Effects As explained in the embodiments above, the direct-acting shockless solenoid valve of this invention is able to operate without applying shock to the load due to the cushioning effect of the orifice-equipped piston in the solenoid on the inactive side when the valve is opened. The valve can be opened smoothly, and the overlapping section between the spool and its sliding hole can increase the sliding speed of the spool, thereby shortening the total time required for the valve opening operation.

In addition, by removing the solenoid from the valve body, you can easily replace only the piston with orifice, so you can change the shotless effect by replacing the piston with a different orifice diameter depending on the purpose and application. can.
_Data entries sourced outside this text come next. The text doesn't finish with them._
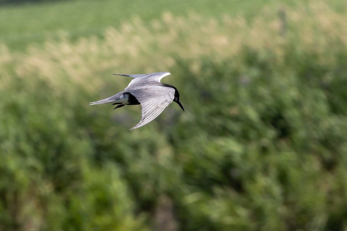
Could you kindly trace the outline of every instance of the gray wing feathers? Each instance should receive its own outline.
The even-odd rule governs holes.
[[[136,97],[142,107],[142,118],[137,124],[131,128],[143,126],[154,119],[172,101],[175,89],[161,86],[153,86],[129,91]]]
[[[134,79],[139,78],[150,79],[152,81],[160,82],[160,80],[163,77],[168,75],[170,74],[170,72],[157,72],[155,73],[143,74],[113,74],[117,75],[122,75],[122,76],[129,76],[129,77],[132,77]]]

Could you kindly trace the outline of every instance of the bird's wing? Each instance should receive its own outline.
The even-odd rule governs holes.
[[[123,76],[129,76],[132,77],[134,79],[141,78],[147,79],[150,79],[150,81],[151,81],[160,82],[160,80],[163,77],[168,75],[170,74],[170,73],[169,72],[157,72],[155,73],[143,74],[113,74]]]
[[[129,87],[134,86],[137,84],[142,84],[147,82],[160,82],[160,80],[163,77],[168,75],[170,74],[168,72],[157,72],[150,74],[113,74],[118,75],[129,76],[134,78],[134,79],[130,81],[127,88]],[[126,89],[127,88],[126,88]]]
[[[142,108],[142,118],[131,128],[143,126],[154,119],[174,100],[175,89],[162,86],[152,86],[130,90],[129,92],[136,97]]]

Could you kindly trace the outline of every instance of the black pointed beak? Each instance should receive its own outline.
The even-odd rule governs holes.
[[[179,106],[181,107],[181,108],[182,108],[182,109],[183,110],[183,111],[184,112],[184,108],[183,108],[183,106],[182,106],[182,104],[181,103],[181,102],[180,102],[179,101],[176,101],[176,103],[177,103],[178,104],[178,105],[179,105]]]

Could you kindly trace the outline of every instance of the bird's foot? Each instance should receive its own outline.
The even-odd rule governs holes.
[[[123,107],[123,106],[125,105],[125,104],[120,104],[117,106],[117,107],[115,107],[114,108],[113,108],[113,109],[116,109],[116,108],[118,108],[119,107]]]

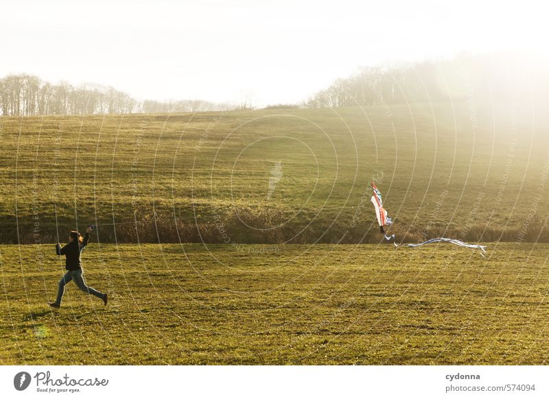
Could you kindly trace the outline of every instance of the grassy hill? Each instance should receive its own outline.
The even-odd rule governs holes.
[[[471,101],[0,118],[0,242],[549,241],[547,116]]]
[[[0,364],[546,364],[546,244],[0,245]],[[23,267],[22,267],[23,265]]]

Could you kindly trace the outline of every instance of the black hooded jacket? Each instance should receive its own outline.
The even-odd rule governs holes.
[[[79,243],[78,240],[74,240],[72,243],[69,243],[62,248],[61,245],[58,243],[56,245],[56,252],[59,256],[65,256],[65,269],[67,270],[79,270],[82,269],[82,261],[80,261],[80,252],[82,252],[88,241],[90,239],[90,234],[87,232],[84,236],[84,241]]]

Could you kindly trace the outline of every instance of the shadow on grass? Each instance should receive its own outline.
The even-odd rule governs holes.
[[[29,320],[34,320],[37,317],[41,317],[42,316],[45,316],[46,315],[49,315],[53,313],[53,309],[46,309],[46,310],[41,310],[38,311],[32,311],[26,316],[23,318],[24,322],[28,322]]]

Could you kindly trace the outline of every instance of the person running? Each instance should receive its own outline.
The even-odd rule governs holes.
[[[58,256],[65,256],[65,269],[67,273],[59,280],[59,290],[57,293],[57,300],[54,302],[48,302],[52,308],[59,309],[61,306],[61,299],[65,293],[65,286],[71,280],[74,281],[76,286],[84,292],[87,292],[91,295],[95,295],[98,298],[103,300],[103,304],[106,305],[108,298],[106,293],[102,293],[86,285],[84,281],[84,272],[82,269],[82,261],[80,260],[80,253],[82,252],[88,241],[90,239],[90,232],[91,227],[89,227],[86,230],[86,234],[82,238],[82,234],[78,231],[71,231],[69,233],[69,243],[62,248],[61,245],[58,243],[56,245],[56,252]]]

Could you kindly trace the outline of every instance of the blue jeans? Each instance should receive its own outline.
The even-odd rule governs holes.
[[[104,293],[86,285],[86,282],[84,281],[82,269],[78,270],[67,270],[67,273],[65,273],[61,278],[61,280],[59,280],[59,291],[57,291],[57,300],[56,301],[57,304],[61,304],[61,299],[63,298],[63,294],[65,293],[65,286],[71,280],[74,281],[74,283],[81,291],[91,295],[95,295],[98,298],[103,299],[105,298]]]

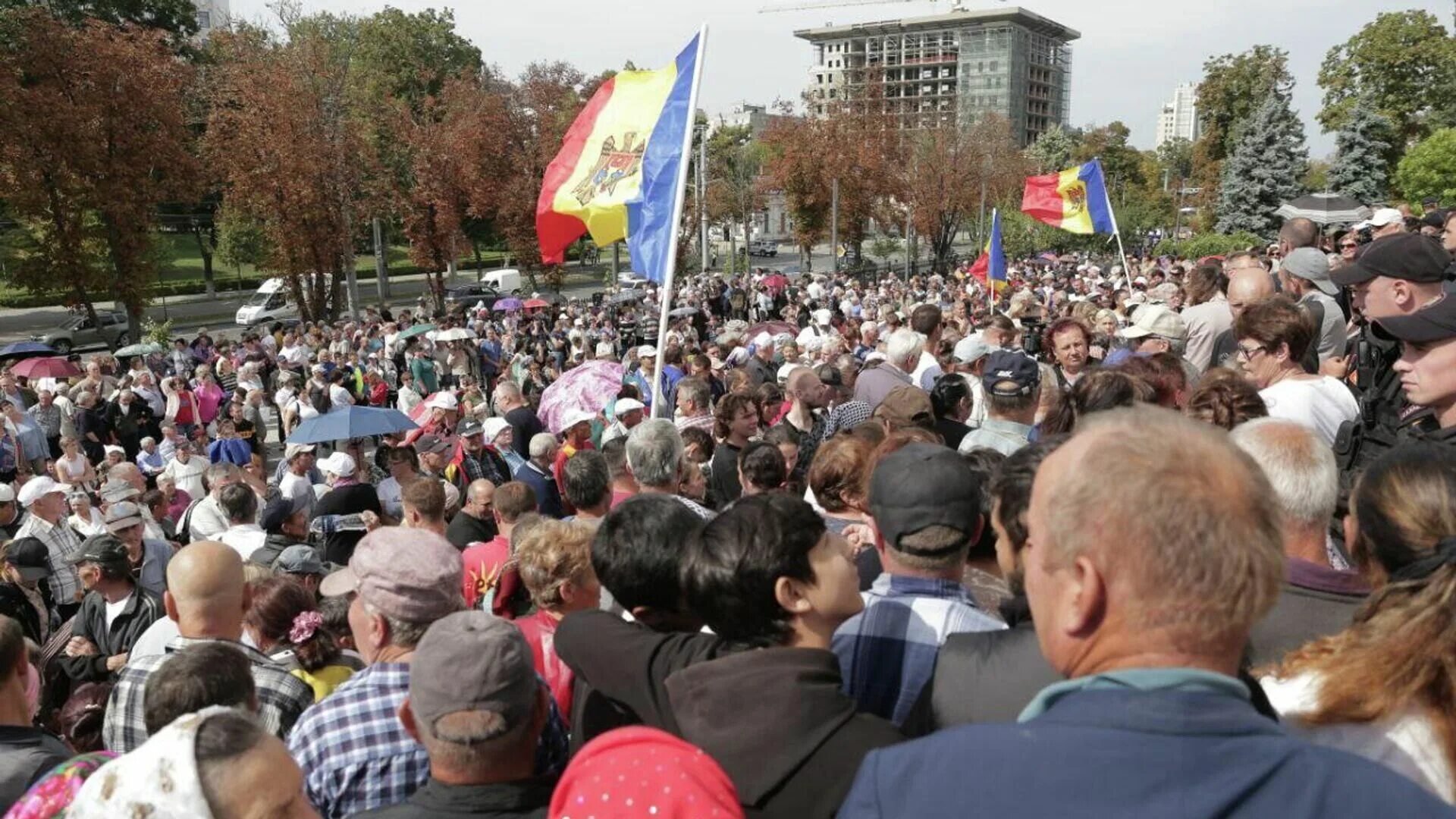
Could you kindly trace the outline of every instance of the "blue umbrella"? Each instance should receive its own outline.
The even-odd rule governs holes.
[[[55,348],[39,341],[16,341],[0,347],[0,358],[10,356],[55,356]]]
[[[418,428],[399,410],[384,407],[349,407],[309,418],[288,436],[288,443],[322,443]]]

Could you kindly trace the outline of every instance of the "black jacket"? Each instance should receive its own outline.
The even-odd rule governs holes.
[[[687,742],[722,765],[748,816],[830,819],[859,764],[904,736],[856,714],[839,660],[820,648],[756,648],[667,681]]]
[[[577,672],[571,701],[571,751],[622,726],[677,733],[667,700],[668,675],[724,651],[721,638],[697,631],[652,631],[612,612],[566,615],[556,627],[556,656]]]
[[[84,657],[61,654],[55,657],[55,662],[66,670],[66,676],[77,682],[112,679],[115,673],[106,670],[106,659],[130,651],[147,627],[165,616],[167,615],[162,608],[162,597],[141,586],[134,586],[127,606],[116,615],[111,628],[106,628],[106,599],[96,592],[87,592],[80,611],[76,612],[71,637],[90,640],[99,651]]]
[[[545,819],[550,806],[550,784],[496,783],[492,785],[447,785],[434,777],[408,800],[357,813],[374,819]]]
[[[1012,723],[1038,691],[1061,681],[1041,656],[1025,597],[1002,606],[1005,631],[968,631],[945,638],[935,676],[920,694],[906,733],[927,734],[965,723]]]

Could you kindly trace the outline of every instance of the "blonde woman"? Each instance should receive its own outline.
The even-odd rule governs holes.
[[[1408,444],[1372,463],[1345,542],[1374,592],[1340,634],[1262,679],[1286,726],[1456,803],[1456,453]]]

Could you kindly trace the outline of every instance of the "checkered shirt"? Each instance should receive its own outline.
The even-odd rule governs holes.
[[[189,646],[205,643],[229,643],[248,656],[248,662],[253,666],[253,688],[258,692],[258,721],[278,739],[288,739],[294,723],[298,721],[306,708],[313,705],[313,688],[309,683],[242,643],[173,637],[162,654],[137,657],[121,669],[116,686],[111,689],[111,700],[106,702],[106,721],[102,724],[102,740],[108,751],[128,753],[147,740],[143,711],[147,679],[172,654]]]
[[[376,663],[309,708],[288,740],[303,790],[325,819],[399,804],[430,780],[430,755],[399,723],[409,663]],[[549,700],[549,698],[547,698]],[[566,765],[566,727],[550,702],[536,748],[536,772]]]
[[[965,586],[955,580],[885,573],[863,597],[865,611],[834,631],[831,648],[844,689],[859,710],[897,726],[935,673],[935,657],[946,637],[1006,628],[976,608]]]

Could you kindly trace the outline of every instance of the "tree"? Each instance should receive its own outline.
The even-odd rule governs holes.
[[[1436,131],[1405,152],[1395,169],[1395,187],[1411,201],[1456,201],[1456,128]]]
[[[1054,173],[1072,166],[1072,152],[1077,141],[1061,125],[1053,125],[1026,146],[1026,159],[1037,173]]]
[[[1369,99],[1405,147],[1456,115],[1456,39],[1430,12],[1386,12],[1329,50],[1319,67],[1325,106],[1319,124],[1344,130]],[[1388,160],[1395,156],[1386,157]],[[1389,166],[1388,166],[1389,168]]]
[[[17,284],[98,291],[140,315],[156,280],[162,203],[194,192],[179,64],[165,32],[41,10],[0,20],[0,197],[22,226]]]
[[[1385,198],[1386,156],[1390,150],[1390,121],[1374,109],[1370,98],[1360,98],[1350,109],[1350,118],[1335,134],[1335,162],[1329,168],[1328,185],[1337,194],[1358,203],[1379,203]]]
[[[1289,98],[1265,96],[1239,127],[1233,153],[1223,163],[1217,230],[1273,236],[1280,226],[1274,211],[1302,192],[1299,179],[1307,157],[1305,127],[1290,111]]]

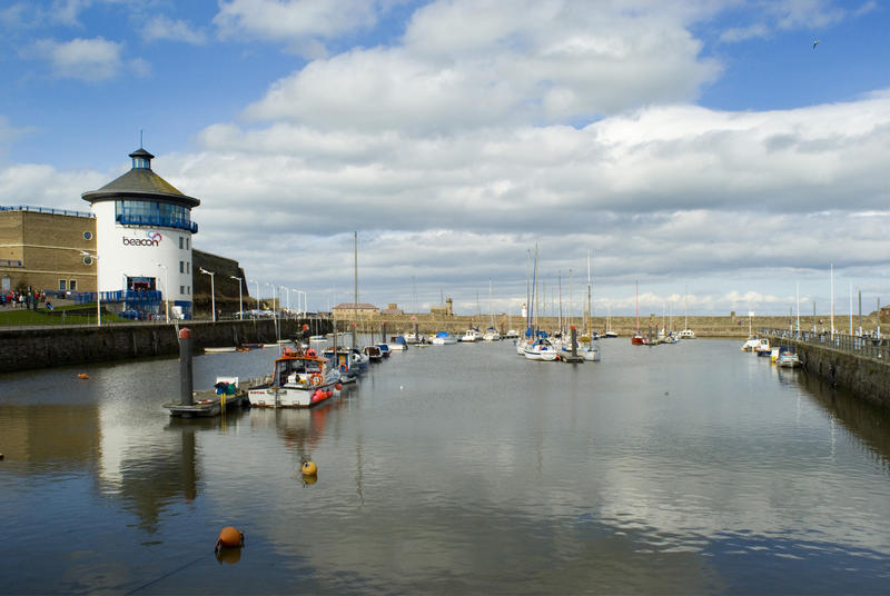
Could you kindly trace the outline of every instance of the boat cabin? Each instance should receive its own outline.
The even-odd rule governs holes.
[[[275,360],[275,384],[279,387],[306,387],[313,375],[325,375],[325,360],[308,356],[285,356]]]

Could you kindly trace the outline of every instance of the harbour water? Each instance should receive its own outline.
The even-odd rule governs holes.
[[[160,407],[175,358],[0,376],[1,592],[886,594],[890,417],[739,346],[412,348],[205,421]]]

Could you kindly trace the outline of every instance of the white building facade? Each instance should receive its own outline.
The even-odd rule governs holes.
[[[198,231],[191,209],[200,201],[155,173],[155,156],[145,149],[129,157],[130,171],[81,195],[96,216],[102,300],[126,302],[140,316],[166,314],[169,306],[170,317],[191,318],[191,239]]]

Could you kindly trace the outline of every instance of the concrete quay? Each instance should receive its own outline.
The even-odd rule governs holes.
[[[761,329],[771,346],[797,351],[805,374],[849,389],[859,399],[890,410],[890,342],[850,335]]]
[[[271,344],[290,338],[308,324],[310,332],[327,332],[330,324],[318,319],[249,319],[180,321],[191,329],[195,349],[241,344]],[[179,354],[176,327],[164,322],[121,322],[98,326],[7,328],[0,330],[0,372],[53,366],[175,356]]]

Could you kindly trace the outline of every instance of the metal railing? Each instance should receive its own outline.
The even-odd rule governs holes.
[[[119,213],[116,221],[122,226],[151,226],[158,228],[176,228],[198,234],[198,225],[194,221],[161,216],[140,216],[132,213]]]
[[[0,206],[0,211],[31,211],[34,213],[49,213],[53,216],[75,216],[88,217],[95,219],[96,216],[87,211],[75,211],[72,209],[53,209],[52,207],[34,207],[32,205],[11,205],[9,207]]]
[[[759,329],[760,334],[778,340],[790,339],[819,346],[860,358],[873,358],[890,364],[890,342],[872,336],[851,336],[830,331],[792,331],[790,329]]]

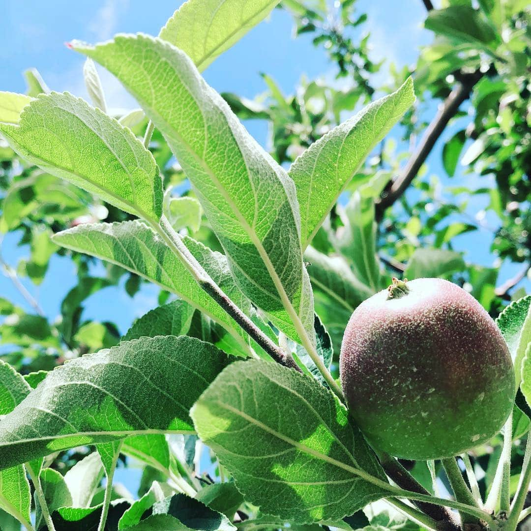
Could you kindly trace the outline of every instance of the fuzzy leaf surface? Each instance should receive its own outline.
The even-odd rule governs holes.
[[[31,98],[25,94],[0,91],[0,122],[18,123],[22,109],[31,101]]]
[[[20,374],[0,360],[0,416],[12,411],[31,390]],[[31,507],[30,485],[24,466],[0,471],[0,508],[21,521],[29,522]]]
[[[158,222],[162,182],[131,130],[68,92],[41,95],[0,132],[21,157],[139,217]]]
[[[395,92],[372,103],[312,144],[293,163],[305,249],[374,146],[415,101],[408,78]]]
[[[178,257],[149,227],[140,221],[80,225],[58,233],[57,244],[125,268],[178,295],[221,325],[245,345],[245,335],[199,286]],[[245,313],[249,302],[238,289],[226,258],[191,238],[184,241],[214,281]]]
[[[193,431],[190,408],[233,359],[199,340],[169,336],[69,361],[0,421],[0,468],[130,435]]]
[[[235,363],[191,415],[245,499],[266,514],[340,519],[387,493],[357,475],[363,468],[384,481],[346,409],[309,376],[262,361]]]
[[[511,303],[498,316],[496,324],[511,353],[518,389],[522,378],[522,360],[531,342],[531,295]]]
[[[204,70],[264,19],[280,0],[188,0],[159,37],[180,48]]]
[[[285,170],[190,58],[168,42],[122,35],[96,46],[73,46],[114,74],[162,133],[243,293],[288,336],[311,337],[313,300],[302,262],[296,192]]]

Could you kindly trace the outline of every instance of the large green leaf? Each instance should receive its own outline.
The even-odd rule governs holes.
[[[327,256],[309,245],[304,258],[309,262],[315,312],[326,326],[334,349],[339,352],[352,312],[374,293],[356,278],[342,257]]]
[[[193,431],[190,407],[233,359],[199,340],[168,336],[69,361],[0,422],[0,468],[81,444]]]
[[[159,36],[204,70],[269,14],[280,0],[188,0]]]
[[[54,241],[121,266],[176,294],[218,322],[245,347],[241,329],[199,286],[177,255],[142,222],[79,225],[58,233]],[[225,257],[191,238],[184,241],[218,285],[247,312],[249,302],[235,284]]]
[[[521,380],[522,360],[531,342],[531,295],[511,303],[498,316],[496,324],[511,353],[518,389]]]
[[[44,499],[51,514],[59,507],[70,507],[72,505],[72,495],[64,478],[53,468],[45,468],[41,473],[41,486],[44,493]],[[35,528],[37,531],[48,528],[42,516],[40,503],[36,497]]]
[[[367,156],[414,101],[409,78],[396,92],[335,127],[293,163],[289,175],[297,187],[303,248]]]
[[[151,153],[130,129],[65,92],[41,95],[0,132],[20,155],[126,212],[157,223],[162,182]]]
[[[311,337],[313,301],[296,191],[285,171],[168,42],[139,35],[72,45],[116,75],[164,135],[244,293],[293,339]]]
[[[0,360],[0,418],[14,409],[31,388],[12,367]],[[31,495],[23,465],[0,471],[0,509],[23,524],[30,521]]]
[[[124,341],[142,336],[183,336],[190,329],[194,309],[182,299],[160,306],[137,319],[123,337]]]
[[[380,261],[376,254],[375,199],[389,182],[387,172],[377,173],[355,190],[341,213],[344,226],[331,236],[334,246],[352,264],[356,276],[373,292],[380,289]]]
[[[412,280],[429,277],[444,277],[465,269],[459,253],[446,249],[417,249],[409,259],[404,276]]]
[[[346,409],[313,378],[262,361],[235,363],[191,414],[245,499],[266,514],[340,519],[386,494],[360,477],[384,477]]]
[[[31,101],[29,96],[0,91],[0,122],[18,123],[20,113]]]
[[[489,45],[496,40],[492,26],[470,5],[451,5],[428,13],[424,27],[460,42]]]

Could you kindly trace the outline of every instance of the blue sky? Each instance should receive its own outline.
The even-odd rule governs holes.
[[[82,77],[83,58],[68,49],[65,42],[77,38],[93,42],[108,39],[118,32],[156,35],[179,4],[159,0],[152,3],[153,8],[147,10],[145,3],[138,0],[93,0],[75,4],[66,0],[46,3],[0,0],[6,21],[0,35],[0,90],[24,91],[21,72],[35,67],[50,88],[86,97]],[[425,12],[420,0],[358,0],[357,5],[361,12],[366,12],[369,15],[368,23],[361,27],[359,37],[367,30],[371,31],[370,42],[375,61],[385,58],[388,64],[393,62],[399,66],[413,63],[419,47],[431,40],[430,32],[422,28]],[[204,73],[207,80],[219,91],[235,92],[252,98],[265,90],[260,75],[262,72],[275,79],[286,93],[294,91],[303,75],[309,79],[330,77],[333,69],[324,52],[314,48],[307,36],[294,39],[292,31],[290,16],[284,11],[275,10],[268,21],[254,28],[209,67]],[[380,82],[386,80],[386,68],[384,66],[378,74]],[[136,106],[110,74],[103,70],[100,72],[110,107]],[[434,113],[435,109],[430,111]],[[265,142],[264,123],[248,122],[246,125],[259,141]],[[446,138],[452,134],[447,131]],[[444,173],[440,163],[442,145],[440,141],[429,159],[430,172],[441,176]],[[462,177],[456,175],[451,184],[459,184]],[[475,215],[483,206],[480,203],[472,205],[471,214]],[[474,233],[460,237],[456,239],[456,246],[465,253],[465,258],[492,265],[494,257],[488,252],[491,236],[486,232],[480,232],[480,236]],[[13,266],[28,253],[27,247],[15,247],[15,241],[8,236],[3,244],[4,257]],[[518,266],[504,267],[501,281],[518,269]],[[60,289],[57,285],[59,278]],[[66,290],[75,282],[72,264],[67,259],[54,257],[42,285],[37,289],[29,283],[27,285],[46,314],[53,319],[59,314],[61,301]],[[114,321],[124,332],[135,317],[156,305],[157,292],[154,287],[145,286],[132,303],[123,289],[106,288],[87,301],[84,317]],[[0,293],[24,305],[20,294],[3,277],[0,277]]]

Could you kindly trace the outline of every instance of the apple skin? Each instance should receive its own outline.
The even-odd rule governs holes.
[[[450,457],[486,442],[515,398],[501,333],[447,280],[392,287],[362,303],[345,331],[340,373],[353,418],[374,448],[405,459]]]

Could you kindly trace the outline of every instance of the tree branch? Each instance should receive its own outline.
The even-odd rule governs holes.
[[[430,495],[430,493],[396,459],[383,452],[378,452],[376,454],[386,474],[399,487],[413,492]],[[439,529],[447,529],[448,531],[460,529],[451,512],[446,507],[426,502],[414,501],[413,503],[425,515],[438,523]]]
[[[433,8],[433,4],[431,3],[431,0],[422,0],[422,3],[424,4],[424,7],[428,11],[431,11]]]
[[[426,130],[416,151],[408,161],[401,174],[392,182],[387,195],[382,196],[380,202],[376,203],[377,219],[381,219],[386,209],[391,206],[406,191],[426,161],[448,122],[457,113],[461,104],[468,99],[473,87],[483,75],[477,70],[472,74],[462,74],[460,75],[461,82],[450,93],[440,107],[433,121]]]

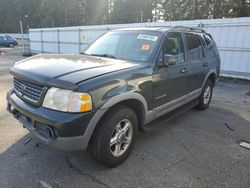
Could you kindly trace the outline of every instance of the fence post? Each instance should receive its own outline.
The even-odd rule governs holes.
[[[41,48],[42,48],[42,53],[44,53],[44,51],[43,51],[43,30],[41,30]]]
[[[57,53],[60,54],[60,30],[57,29]]]
[[[78,37],[79,37],[79,54],[80,54],[81,53],[81,28],[79,28],[78,32],[79,32]]]

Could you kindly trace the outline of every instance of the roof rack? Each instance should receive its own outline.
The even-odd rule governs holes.
[[[206,31],[204,29],[200,29],[200,28],[197,28],[197,27],[187,27],[187,26],[182,26],[182,25],[172,26],[171,29],[187,29],[189,31],[196,31],[196,32],[206,33]]]

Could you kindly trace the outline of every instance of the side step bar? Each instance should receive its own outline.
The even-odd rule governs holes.
[[[173,110],[172,112],[169,112],[165,115],[163,115],[162,117],[159,117],[158,119],[150,122],[149,124],[145,125],[142,130],[144,132],[149,132],[152,129],[159,127],[160,125],[162,125],[163,123],[166,123],[167,121],[179,116],[180,114],[182,114],[183,112],[186,112],[188,110],[190,110],[191,108],[195,107],[197,104],[199,103],[198,99],[195,99],[175,110]]]

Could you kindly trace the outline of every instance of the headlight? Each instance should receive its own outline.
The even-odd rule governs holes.
[[[92,110],[92,101],[88,93],[50,88],[44,98],[43,107],[63,112],[87,112]]]

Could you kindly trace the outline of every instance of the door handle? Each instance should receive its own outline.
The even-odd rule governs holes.
[[[207,62],[203,63],[203,67],[207,67],[207,66],[208,66]]]
[[[182,73],[182,74],[183,74],[183,73],[186,73],[186,72],[188,72],[187,68],[182,68],[182,69],[181,69],[181,73]]]

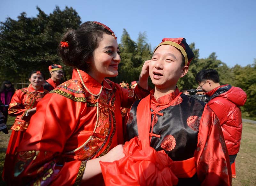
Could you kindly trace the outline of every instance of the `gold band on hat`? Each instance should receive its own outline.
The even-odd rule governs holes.
[[[156,49],[155,49],[155,50],[154,50],[154,52],[153,52],[153,53],[155,53],[155,52],[156,51],[156,50],[157,48],[158,48],[161,45],[172,45],[172,46],[173,46],[175,48],[177,48],[180,50],[180,52],[181,52],[181,54],[182,54],[182,55],[183,55],[183,56],[184,56],[184,57],[185,58],[185,65],[186,65],[188,64],[188,56],[187,55],[187,53],[185,51],[185,50],[184,49],[184,48],[183,48],[183,47],[175,42],[173,42],[172,41],[165,41],[161,43],[156,48]]]
[[[54,68],[54,69],[52,69],[50,70],[49,71],[50,72],[52,72],[52,71],[57,71],[57,70],[63,70],[62,68]]]

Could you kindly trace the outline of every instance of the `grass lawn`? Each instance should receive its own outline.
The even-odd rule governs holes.
[[[6,186],[2,175],[5,152],[11,135],[10,130],[14,117],[9,117],[7,126],[10,133],[0,133],[0,186]],[[256,124],[244,123],[240,151],[236,159],[236,178],[232,179],[233,186],[256,185]]]

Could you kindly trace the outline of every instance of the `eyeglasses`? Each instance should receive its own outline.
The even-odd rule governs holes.
[[[202,88],[202,86],[203,86],[203,85],[204,85],[204,84],[205,84],[205,83],[207,83],[207,81],[205,81],[205,82],[204,82],[204,84],[203,84],[203,85],[199,85],[198,86],[200,86],[200,88]]]

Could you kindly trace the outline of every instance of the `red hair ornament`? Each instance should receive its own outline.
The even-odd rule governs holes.
[[[60,41],[60,46],[61,47],[64,48],[68,48],[68,41],[65,41],[63,40]]]

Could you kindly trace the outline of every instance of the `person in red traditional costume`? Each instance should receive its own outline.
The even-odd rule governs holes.
[[[52,64],[48,68],[51,78],[45,81],[43,85],[45,89],[50,91],[60,84],[64,72],[62,67],[59,64]]]
[[[36,112],[38,102],[48,93],[42,85],[44,75],[41,71],[32,71],[28,79],[30,82],[28,86],[15,92],[8,109],[9,115],[16,117],[11,129],[12,130],[7,147],[2,175],[3,180],[8,185],[13,177],[12,175],[13,174],[14,156],[17,149],[29,124],[31,116]]]
[[[219,120],[206,103],[180,92],[194,55],[184,38],[164,38],[149,65],[155,88],[135,102],[125,156],[101,162],[106,185],[231,185]]]
[[[246,93],[239,87],[221,86],[218,72],[214,69],[202,70],[196,75],[196,79],[199,86],[210,97],[208,105],[220,120],[229,156],[232,176],[235,178],[235,160],[239,152],[243,128],[240,107],[246,102]]]
[[[72,78],[38,104],[18,149],[12,184],[104,184],[99,161],[124,156],[120,108],[149,94],[149,61],[134,89],[105,78],[118,73],[116,39],[96,21],[64,35],[59,50],[64,63],[74,67]]]

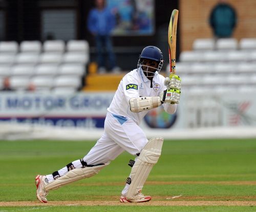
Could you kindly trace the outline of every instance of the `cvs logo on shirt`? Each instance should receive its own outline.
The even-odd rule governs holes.
[[[126,85],[126,90],[135,89],[138,90],[138,85],[135,84],[129,84]]]

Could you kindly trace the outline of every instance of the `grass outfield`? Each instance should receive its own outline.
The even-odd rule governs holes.
[[[34,177],[81,158],[95,142],[0,141],[0,212],[256,211],[256,139],[165,140],[143,188],[151,202],[118,202],[131,168],[124,153],[97,175],[36,201]]]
[Brief explanation of the drawing]

Fig. 1 is a front view showing an example of a wet type direct acting solenoid valve, which is the subject of this invention, with only the valve body section taken in section, and Fig. 2 shows the left half of a conventional direct acting shockless solenoid valve. The vertical cross-sectional view, Figure 3, shows
FIG. 2 is a longitudinal sectional view similar to FIG. 2 showing an embodiment of the invention. 1... Valve body, 2... Solenoid, 3... Spool, 4... Push rod, 5... Spool end chamber, 7... Main spring, 8... Sliding hole, 10... Piston with orifice, 11... ...Orifice, 12...Pilot spring, 13
...Holder, 14...Ring, 15...Oil passage, 1
6, 17...Oil chamber, 20...Housing, 22...
... Coil, 23 ... Core tube, 24 ... Fixed iron core, 25 ... Movable iron core, 28 ... Oil passage hole.

Claims (1)

[Claims for Utility Model Registration] A pair of solenoids are provided on both sides of the valve body,
When either of the paired solenoids is energized,
A wet type direct acting solenoid valve in which a movable iron core of the solenoid pushes and slides a spool in the valve body from one end via a push rod to open/close or switch an oil passage, and the push rod of the solenoid is penetrated. A piston hole with an open spool end chamber side formed between the fixed iron core and the valve body is formed concentrically with a push rod through hole, and a piston with an orifice is inserted into each piston hole and slides through the push rod. each piston is biased toward the spool end chamber by a spring and locked in a predetermined position by a locking member, when the spool is in a neutral closed position; A distance corresponding to the overlap between the spool and its sliding hole is provided between each piston and each tip of the spool or a sliding member interposed between the two, and each of the fixing holes is provided by each piston. An oil chamber formed in the piston hole of the iron core is communicated with the spool end chamber through an orifice of each piston, and an oil passage is formed between each of the fixed iron cores and the push rod, so that each of the movable iron cores slides. A direct-acting shockless solenoid valve characterized in that an oil chamber and an oil chamber formed in a piston hole of each of the fixed iron cores are communicated with each other.